In our adult forum class we had the privilege of having someone who teaches a class on “the inklings” (CS Lewis, J.R.R. Tolkein, Charles Williams, Owen Barfield) give us a brief introduction of C.S. Lewis. We read excerpts of his sermon “Weight of Glory.” To end the class she asked us to underline a sentence or phrase that spoke to us and without commentary or discussion we went around the room and read our sentence. Out of 18 people, 6 of us chose, “There are no ordinary people.” What a gift that is in thinking of ourselves. And how convicting it is when we think of it applying to others, even those we find irritating and even infuriating. There are no ordinary people. Lewis goes on to say, “You have never talked to a mere mortal.”

His words require reflection and concentration. Yet the simple sentence , there are no ordinary people spoke right to the heart of many of us. Nadia Boltz-Weber said, “my experience of God wanting to be known is much more in the person who is annoying me at the moment rather than in the sunset.” The raw messy encounters can lead us to God.

My denomination is in disarray. Many are leaving or disaffiliating. Churches are doing what they call a discernment process. Then they vote and if 2/3 vote to exit, that is what they will do. As I converse with those who are against welcoming LGBTQIA folks, if I could just remember, “there are no ordinary people.” Perhaps I will see them as someone in whom I disagree, and someone who is loved by God. If only they could see the LGBTQIA people as no mere mortal, but those who have the divinity of God within them because ALL are created in the image of God. Maybe someday. In the meantime, I will cling to the reminder that God is trying to connect to me through this anything but ordinary person. Pray for our denomination. God’s love shines through even in spite of our divisions.

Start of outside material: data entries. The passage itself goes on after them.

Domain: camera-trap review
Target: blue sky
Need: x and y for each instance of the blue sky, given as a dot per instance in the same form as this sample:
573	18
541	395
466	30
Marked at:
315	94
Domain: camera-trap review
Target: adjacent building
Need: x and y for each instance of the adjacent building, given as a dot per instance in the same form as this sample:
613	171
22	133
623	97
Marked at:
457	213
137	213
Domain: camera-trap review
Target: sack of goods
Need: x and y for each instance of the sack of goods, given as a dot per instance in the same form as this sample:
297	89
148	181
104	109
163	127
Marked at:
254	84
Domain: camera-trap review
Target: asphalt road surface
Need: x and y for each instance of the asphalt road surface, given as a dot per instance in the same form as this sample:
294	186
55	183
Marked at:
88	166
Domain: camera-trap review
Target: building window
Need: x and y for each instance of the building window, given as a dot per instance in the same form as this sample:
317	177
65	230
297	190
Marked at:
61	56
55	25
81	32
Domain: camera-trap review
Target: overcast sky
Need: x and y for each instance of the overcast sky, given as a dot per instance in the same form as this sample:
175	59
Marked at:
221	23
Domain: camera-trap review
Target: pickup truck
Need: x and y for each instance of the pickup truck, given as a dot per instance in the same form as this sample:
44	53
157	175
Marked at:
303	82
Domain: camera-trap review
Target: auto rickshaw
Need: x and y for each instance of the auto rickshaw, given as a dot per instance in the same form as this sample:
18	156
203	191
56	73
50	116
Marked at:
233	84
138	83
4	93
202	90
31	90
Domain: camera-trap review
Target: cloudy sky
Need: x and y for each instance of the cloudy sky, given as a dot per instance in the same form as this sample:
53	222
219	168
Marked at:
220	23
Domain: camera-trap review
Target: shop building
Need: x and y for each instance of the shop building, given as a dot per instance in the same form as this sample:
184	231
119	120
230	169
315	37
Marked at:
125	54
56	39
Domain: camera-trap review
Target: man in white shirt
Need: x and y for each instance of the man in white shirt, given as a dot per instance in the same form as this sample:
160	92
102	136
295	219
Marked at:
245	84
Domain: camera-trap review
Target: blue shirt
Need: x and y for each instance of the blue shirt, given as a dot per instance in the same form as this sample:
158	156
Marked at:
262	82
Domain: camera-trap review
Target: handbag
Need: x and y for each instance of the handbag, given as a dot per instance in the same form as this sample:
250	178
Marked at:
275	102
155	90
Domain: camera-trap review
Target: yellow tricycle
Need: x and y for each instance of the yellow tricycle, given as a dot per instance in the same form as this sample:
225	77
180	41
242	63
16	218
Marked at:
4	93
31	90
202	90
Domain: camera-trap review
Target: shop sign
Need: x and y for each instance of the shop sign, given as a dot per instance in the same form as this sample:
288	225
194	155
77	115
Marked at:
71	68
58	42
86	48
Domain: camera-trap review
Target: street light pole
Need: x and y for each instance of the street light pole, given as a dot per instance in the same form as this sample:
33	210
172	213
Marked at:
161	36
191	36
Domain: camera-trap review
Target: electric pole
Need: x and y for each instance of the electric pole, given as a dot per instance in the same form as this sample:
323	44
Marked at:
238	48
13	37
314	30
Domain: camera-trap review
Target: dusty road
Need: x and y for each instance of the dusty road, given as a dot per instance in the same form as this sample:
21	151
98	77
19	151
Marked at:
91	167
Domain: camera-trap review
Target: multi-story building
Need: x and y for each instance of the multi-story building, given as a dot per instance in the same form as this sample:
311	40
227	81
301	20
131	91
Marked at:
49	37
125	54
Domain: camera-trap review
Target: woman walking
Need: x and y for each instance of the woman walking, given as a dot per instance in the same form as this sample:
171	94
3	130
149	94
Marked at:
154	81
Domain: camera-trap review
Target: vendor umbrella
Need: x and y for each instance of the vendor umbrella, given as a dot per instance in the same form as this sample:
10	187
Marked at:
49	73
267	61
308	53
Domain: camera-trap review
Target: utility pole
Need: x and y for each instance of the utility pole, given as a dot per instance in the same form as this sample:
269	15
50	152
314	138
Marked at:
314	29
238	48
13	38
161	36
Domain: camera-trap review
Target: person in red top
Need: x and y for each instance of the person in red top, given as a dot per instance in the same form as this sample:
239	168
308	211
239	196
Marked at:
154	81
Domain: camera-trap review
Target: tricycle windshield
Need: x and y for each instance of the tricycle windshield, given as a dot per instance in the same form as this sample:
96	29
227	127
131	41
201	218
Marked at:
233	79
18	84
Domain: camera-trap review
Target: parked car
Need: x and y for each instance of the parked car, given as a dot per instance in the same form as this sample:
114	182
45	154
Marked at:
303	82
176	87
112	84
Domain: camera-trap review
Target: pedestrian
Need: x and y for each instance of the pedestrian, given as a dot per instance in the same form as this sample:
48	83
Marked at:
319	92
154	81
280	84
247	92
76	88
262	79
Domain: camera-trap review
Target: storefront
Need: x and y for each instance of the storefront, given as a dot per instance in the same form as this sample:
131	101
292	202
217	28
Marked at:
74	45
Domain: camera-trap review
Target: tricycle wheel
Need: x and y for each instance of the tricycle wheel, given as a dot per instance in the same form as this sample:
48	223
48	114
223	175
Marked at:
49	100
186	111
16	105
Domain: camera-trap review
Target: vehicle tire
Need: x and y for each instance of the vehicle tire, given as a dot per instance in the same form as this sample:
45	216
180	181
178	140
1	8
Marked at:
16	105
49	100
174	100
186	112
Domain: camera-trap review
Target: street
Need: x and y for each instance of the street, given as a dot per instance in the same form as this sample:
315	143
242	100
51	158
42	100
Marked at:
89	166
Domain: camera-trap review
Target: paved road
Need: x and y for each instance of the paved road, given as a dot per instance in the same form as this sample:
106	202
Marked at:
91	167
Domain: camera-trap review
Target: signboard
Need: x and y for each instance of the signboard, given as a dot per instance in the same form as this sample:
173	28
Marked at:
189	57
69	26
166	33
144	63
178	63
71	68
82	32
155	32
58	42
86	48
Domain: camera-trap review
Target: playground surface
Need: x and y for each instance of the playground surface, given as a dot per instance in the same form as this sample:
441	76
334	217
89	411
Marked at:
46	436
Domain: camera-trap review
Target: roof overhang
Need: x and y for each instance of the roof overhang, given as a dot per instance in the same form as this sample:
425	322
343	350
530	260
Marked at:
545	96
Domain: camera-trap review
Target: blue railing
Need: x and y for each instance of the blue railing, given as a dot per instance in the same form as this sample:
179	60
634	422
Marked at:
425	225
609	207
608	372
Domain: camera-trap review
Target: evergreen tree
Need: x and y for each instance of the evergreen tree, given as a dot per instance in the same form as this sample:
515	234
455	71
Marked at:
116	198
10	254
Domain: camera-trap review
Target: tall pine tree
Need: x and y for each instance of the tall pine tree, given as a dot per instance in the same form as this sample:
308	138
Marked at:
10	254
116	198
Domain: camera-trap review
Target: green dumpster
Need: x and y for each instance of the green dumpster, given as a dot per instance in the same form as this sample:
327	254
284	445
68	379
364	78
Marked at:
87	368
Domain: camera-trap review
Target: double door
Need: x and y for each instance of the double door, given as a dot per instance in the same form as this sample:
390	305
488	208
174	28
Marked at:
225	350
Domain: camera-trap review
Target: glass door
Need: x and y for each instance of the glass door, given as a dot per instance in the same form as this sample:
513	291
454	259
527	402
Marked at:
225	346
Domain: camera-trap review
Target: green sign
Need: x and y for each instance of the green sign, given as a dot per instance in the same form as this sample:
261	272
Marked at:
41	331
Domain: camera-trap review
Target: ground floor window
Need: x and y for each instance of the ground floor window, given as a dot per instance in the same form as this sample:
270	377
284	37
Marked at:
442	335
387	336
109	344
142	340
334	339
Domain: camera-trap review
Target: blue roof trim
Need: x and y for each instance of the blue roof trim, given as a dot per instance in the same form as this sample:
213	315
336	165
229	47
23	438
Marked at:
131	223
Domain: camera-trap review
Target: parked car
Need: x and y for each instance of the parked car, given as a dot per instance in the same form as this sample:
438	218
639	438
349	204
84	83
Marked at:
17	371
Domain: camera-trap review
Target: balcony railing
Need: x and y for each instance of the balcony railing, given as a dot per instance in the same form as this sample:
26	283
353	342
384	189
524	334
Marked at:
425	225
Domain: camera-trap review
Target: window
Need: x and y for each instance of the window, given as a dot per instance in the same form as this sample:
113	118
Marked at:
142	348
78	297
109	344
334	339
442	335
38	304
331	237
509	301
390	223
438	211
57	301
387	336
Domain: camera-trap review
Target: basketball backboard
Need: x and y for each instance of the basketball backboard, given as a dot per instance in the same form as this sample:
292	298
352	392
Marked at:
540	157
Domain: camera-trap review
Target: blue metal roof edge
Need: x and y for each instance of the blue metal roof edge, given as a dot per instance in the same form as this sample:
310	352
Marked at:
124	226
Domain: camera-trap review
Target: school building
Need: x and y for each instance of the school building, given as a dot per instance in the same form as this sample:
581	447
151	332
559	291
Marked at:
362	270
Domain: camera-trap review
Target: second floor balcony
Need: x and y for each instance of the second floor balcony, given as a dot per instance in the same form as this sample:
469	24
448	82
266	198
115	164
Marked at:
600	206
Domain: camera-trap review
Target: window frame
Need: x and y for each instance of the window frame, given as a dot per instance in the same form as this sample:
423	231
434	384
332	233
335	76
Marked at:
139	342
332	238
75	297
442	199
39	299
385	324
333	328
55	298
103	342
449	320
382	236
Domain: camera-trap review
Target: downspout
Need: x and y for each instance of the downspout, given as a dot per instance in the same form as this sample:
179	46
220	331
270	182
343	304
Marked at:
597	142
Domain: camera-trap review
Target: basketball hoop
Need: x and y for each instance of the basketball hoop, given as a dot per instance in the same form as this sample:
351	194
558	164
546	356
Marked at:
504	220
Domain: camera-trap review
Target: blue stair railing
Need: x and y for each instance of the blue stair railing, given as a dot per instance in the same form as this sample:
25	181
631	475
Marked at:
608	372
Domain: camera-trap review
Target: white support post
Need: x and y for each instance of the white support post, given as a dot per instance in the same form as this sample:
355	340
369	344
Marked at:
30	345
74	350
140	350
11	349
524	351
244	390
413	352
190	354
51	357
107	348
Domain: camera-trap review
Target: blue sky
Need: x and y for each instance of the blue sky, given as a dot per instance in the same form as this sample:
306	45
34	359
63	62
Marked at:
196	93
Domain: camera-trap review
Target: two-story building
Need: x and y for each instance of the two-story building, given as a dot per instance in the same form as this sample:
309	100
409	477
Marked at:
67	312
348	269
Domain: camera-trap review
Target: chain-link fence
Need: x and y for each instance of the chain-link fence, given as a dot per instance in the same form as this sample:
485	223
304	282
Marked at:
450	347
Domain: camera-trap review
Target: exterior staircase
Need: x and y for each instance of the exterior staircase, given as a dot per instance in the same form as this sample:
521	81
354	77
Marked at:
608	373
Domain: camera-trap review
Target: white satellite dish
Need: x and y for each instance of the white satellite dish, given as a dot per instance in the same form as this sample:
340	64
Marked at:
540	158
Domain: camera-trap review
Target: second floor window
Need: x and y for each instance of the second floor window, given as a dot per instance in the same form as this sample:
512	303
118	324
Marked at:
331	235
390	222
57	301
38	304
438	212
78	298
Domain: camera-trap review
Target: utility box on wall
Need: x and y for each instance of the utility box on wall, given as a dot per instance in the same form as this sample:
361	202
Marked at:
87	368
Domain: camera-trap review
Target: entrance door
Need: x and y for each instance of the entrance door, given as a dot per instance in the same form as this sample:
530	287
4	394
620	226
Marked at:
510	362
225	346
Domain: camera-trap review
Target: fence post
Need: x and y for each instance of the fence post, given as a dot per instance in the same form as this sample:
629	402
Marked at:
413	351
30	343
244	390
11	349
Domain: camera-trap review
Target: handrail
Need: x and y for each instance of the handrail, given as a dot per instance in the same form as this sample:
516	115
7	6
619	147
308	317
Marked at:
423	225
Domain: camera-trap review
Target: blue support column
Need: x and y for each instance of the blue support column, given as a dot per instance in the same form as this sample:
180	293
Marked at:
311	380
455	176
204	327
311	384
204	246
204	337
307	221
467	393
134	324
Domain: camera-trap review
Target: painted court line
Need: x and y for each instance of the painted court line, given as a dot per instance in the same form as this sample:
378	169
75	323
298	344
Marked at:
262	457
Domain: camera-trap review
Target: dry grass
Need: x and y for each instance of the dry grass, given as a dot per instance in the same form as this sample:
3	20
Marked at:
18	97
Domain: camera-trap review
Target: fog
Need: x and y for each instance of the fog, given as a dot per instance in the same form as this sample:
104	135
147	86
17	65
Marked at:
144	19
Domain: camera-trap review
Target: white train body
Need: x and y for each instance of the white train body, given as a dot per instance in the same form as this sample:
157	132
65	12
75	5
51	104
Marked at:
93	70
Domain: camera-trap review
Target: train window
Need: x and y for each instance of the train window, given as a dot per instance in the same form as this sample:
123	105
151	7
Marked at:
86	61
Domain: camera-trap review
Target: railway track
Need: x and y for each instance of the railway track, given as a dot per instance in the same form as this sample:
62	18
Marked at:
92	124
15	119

Someone responded when asked,

“Why did God harden Pharoah’s heart in the Bible?”
“The only way for a hard heart to change is to let it harden until it breaks.”

Hear the words of Leonard Cohen in his song called: “Anthem”

“Ring the bells that still can ring
Forget your perfect offering
There is a crack, a crack in everything
That’s how the light gets in”

We long to offer God our flawless gifts. Let us instead offer God our brokenness, admitting where we have failed, those cracks allow the light to shine.